Практиковалось и перекрашивание. "Как твое синее платье? — спрашивает Джейн. — Мое все расползлось. Думаю, дело в краске… четыре шиллинга псу под хвост". И нигде ни намека на тщеславие; напротив, тщеславие постоянно высмеивается. "По крайней мере, — пишет она, — волосы у меня были прибраны, а дальше мои амбиции не распространялись". Однако Джейн знала, что ее будут судить по одежке. Знали это и персонажи ее романов, в которых она давала волю фантазии, чего не могла позволить себе в реальной жизни. Одна ее ранняя героиня лежит в постели, притворно занемогшая и одетая чересчур продуманно для настоящей больной: в "ночную рубашку из муслина, неглиже из шамбре и кисейный чепец". Между тем стильная мисс Изабелла Торп из "Нортенгерского аббатства" "всегда" облачена в чудесное маркое белое платье.
Подобные причуды были неуместны в пасторате, так же как изысканная пища. Миссис Беннет в "Гордости и предубеждении" хвастается тем, что "она вполне может держать хорошего повара и что ее дочерям нечего делать на кухне". Даже если Джейн и Кассандра тоже формально были "выше" рутинной стряпни, порой им приходилось засучивать рукава. Джейн часто видела сны о еде. В одном из ее ранних произведений, "Леди Касл", есть сцена, где из-за тяжелого ранения жениха отменяется свадьба, но фантастически бессердечная героиня горюет лишь о том, что пропадут приготовленные яства. "Меня подкосила новость, — жалуется она, — что я зазря жарила, парила и томила мясо и себя… лучшее, что можно было сделать, — это немедленно приступить к трапезе". Тем временем невеста, чей суженый раскроил себе череп, "с белым, как взбитые сливки", лицом бьется на постели в конвульсиях и отказывается съесть хотя бы "цыплячье крылышко".
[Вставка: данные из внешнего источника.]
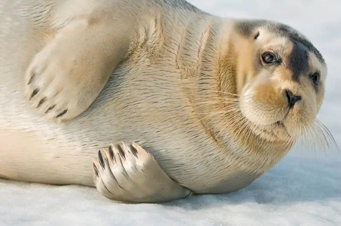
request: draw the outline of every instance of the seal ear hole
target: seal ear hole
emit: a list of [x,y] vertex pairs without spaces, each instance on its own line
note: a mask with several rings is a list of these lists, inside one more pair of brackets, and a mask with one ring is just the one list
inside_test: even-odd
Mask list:
[[314,83],[315,85],[318,86],[320,81],[320,74],[316,72],[310,75],[310,80]]

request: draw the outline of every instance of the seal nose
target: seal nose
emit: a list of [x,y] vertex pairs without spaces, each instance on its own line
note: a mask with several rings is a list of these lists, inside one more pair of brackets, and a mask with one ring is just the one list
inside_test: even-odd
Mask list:
[[290,90],[285,90],[285,93],[288,98],[288,105],[289,108],[294,107],[296,102],[301,99],[300,96],[295,96]]

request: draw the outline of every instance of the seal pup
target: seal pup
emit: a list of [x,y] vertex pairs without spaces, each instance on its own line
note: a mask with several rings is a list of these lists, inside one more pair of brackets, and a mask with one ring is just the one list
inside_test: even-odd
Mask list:
[[183,0],[0,1],[0,175],[133,202],[236,191],[302,136],[333,142],[326,74],[294,29]]

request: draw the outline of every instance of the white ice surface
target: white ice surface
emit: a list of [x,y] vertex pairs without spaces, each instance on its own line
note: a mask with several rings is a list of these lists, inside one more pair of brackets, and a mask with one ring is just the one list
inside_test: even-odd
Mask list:
[[[318,118],[341,146],[341,2],[190,2],[221,16],[279,21],[305,34],[328,65]],[[341,225],[341,153],[295,149],[238,192],[162,204],[117,204],[93,188],[0,180],[0,225]]]

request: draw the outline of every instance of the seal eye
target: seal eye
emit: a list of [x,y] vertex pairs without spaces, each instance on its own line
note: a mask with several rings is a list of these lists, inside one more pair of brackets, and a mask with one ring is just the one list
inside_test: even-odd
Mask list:
[[318,72],[315,72],[310,75],[310,79],[316,86],[318,86],[319,83],[319,77],[320,75]]
[[262,55],[262,59],[266,64],[272,64],[276,61],[274,55],[269,52],[266,52]]

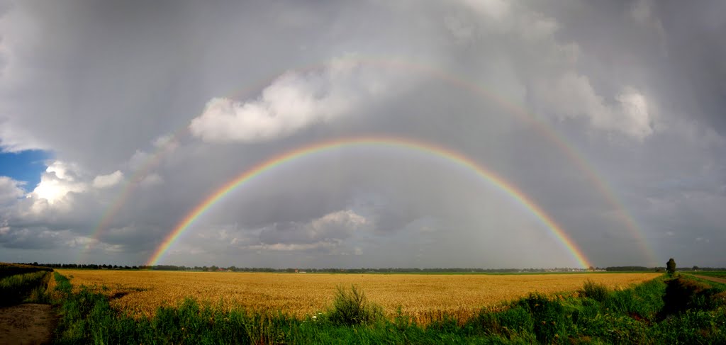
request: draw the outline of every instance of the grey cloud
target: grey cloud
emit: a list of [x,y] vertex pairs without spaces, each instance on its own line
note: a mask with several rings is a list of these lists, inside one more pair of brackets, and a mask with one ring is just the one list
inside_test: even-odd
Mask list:
[[[207,196],[261,162],[311,143],[386,135],[449,148],[504,178],[596,265],[674,257],[722,266],[726,59],[724,20],[714,14],[722,5],[492,4],[502,6],[9,7],[0,20],[0,144],[52,150],[72,167],[65,178],[46,172],[67,187],[57,204],[38,193],[22,198],[0,180],[8,250],[0,259],[85,252],[89,261],[142,263]],[[314,78],[326,62],[351,56],[364,72]],[[226,136],[195,132],[210,100],[269,107],[266,90],[286,75],[310,95],[343,90],[356,101],[344,116],[322,120],[317,109],[304,125],[263,141],[222,140],[243,134],[234,122]],[[575,83],[558,87],[563,80]],[[565,87],[572,84],[582,87]],[[370,85],[384,92],[361,92]],[[657,257],[640,252],[622,208]],[[311,225],[341,210],[364,217],[365,230]],[[385,145],[330,150],[261,174],[197,219],[168,263],[287,267],[298,259],[319,267],[576,265],[541,220],[491,181]]]

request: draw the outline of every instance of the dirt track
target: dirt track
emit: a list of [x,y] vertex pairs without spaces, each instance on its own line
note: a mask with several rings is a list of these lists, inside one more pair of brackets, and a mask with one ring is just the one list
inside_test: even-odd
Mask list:
[[0,345],[50,344],[56,319],[49,304],[0,308]]

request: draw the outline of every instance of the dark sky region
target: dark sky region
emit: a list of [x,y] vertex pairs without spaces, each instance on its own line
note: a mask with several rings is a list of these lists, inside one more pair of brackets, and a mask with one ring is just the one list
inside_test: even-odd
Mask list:
[[390,143],[332,148],[232,190],[159,263],[578,267],[579,250],[600,267],[726,266],[725,13],[4,1],[0,261],[144,264],[260,163],[386,136],[503,180]]

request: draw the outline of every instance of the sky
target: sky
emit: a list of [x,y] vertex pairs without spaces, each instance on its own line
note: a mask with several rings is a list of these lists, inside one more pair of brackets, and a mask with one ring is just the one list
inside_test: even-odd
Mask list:
[[725,267],[724,13],[2,2],[0,261]]

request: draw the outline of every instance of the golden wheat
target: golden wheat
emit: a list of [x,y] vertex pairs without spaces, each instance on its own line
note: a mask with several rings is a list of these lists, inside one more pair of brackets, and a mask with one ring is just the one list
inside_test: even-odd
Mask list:
[[625,288],[658,273],[542,275],[294,274],[59,270],[75,288],[92,287],[129,315],[152,315],[161,305],[186,297],[216,307],[282,311],[302,317],[330,305],[336,286],[356,285],[371,302],[393,315],[400,306],[418,322],[442,315],[460,320],[482,307],[526,296],[574,291],[590,279],[611,288]]

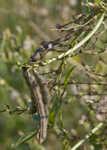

Живя близко к земле, Остины бережно относились к пище и ценили каждую часть забитого животного. Георгианские поваренные книги напоминают нам, что даже "глаз считается большим деликатесом и вынимается кончиком ножа". "Мы собираемся зарезать свинью", — сообщает Джейн с удовлетворением и рисует себя блаженно "смакующей холодную солонину". Здесь имелись в виду отварные свиные щеки, размятые в грубый паштет и выдержанные в рассоле.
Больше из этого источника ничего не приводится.